LP: And this perceived abundance that came out of the post- war period I think is almost certainly over and a feminism and more broadly a politics that was a result of that sense of abundance is going to have to change as well.
JB: Do you think that might ultimately push people back towards God? Sometimes it is the hard things that ultimately…
LP: I don’t think that any sociologists are settled on the cause of de-Christianisation. I’ve always thought, as a mother of a toddler, the drop in mortality must have been part of it. People must have been desperate to believe in heaven when they could expect half of the children to die before they could reach adulthood. I’m obviously not wishing for that by any means but it’s just an example I think of the way in which people find social means to cope with adversity.
RD: One quick thing before we go. I was told this past summer in Oxford by an Anglican ordinate that new atheism is dead in his generation – he’s 27 years old – he worked in advertising in London before he went to seminary and he said that he was the only Christian in his office, he said, but there were no atheists. Everybody else in the office was involved in one degree or another with the occult and there were even two open Satanists in the office. As a Christian that’s horrifying to hear but he said he actually found some hope in it in that there were people of his generation who are desperate for some kind of transcendence, desperate to connect with transcendence. He thinks – and certainly I do – that they’ve taken a wrong turn but the fact that they are not satisfied with materialism and consumerism is to him a sign of potential re-birth.

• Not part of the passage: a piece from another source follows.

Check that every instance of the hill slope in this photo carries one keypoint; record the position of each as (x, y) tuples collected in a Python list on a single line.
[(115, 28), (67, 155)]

JB: Interesting. Well we all wait to see what happens in a perhaps a post-sexual revolution but for now it’s been fascinating talking about culture, post-Christendom and Christianity with you, Louise and Rod. Thank you so much for being my guests on The Big Conversation.
Well, who knows what the future may hold, whether is a post-sexual revolution, post-Christendom or perhaps some other alternative I’m glad that we were able to have this conversation at this time so Louise and Rod, thank you very much for being my guests today.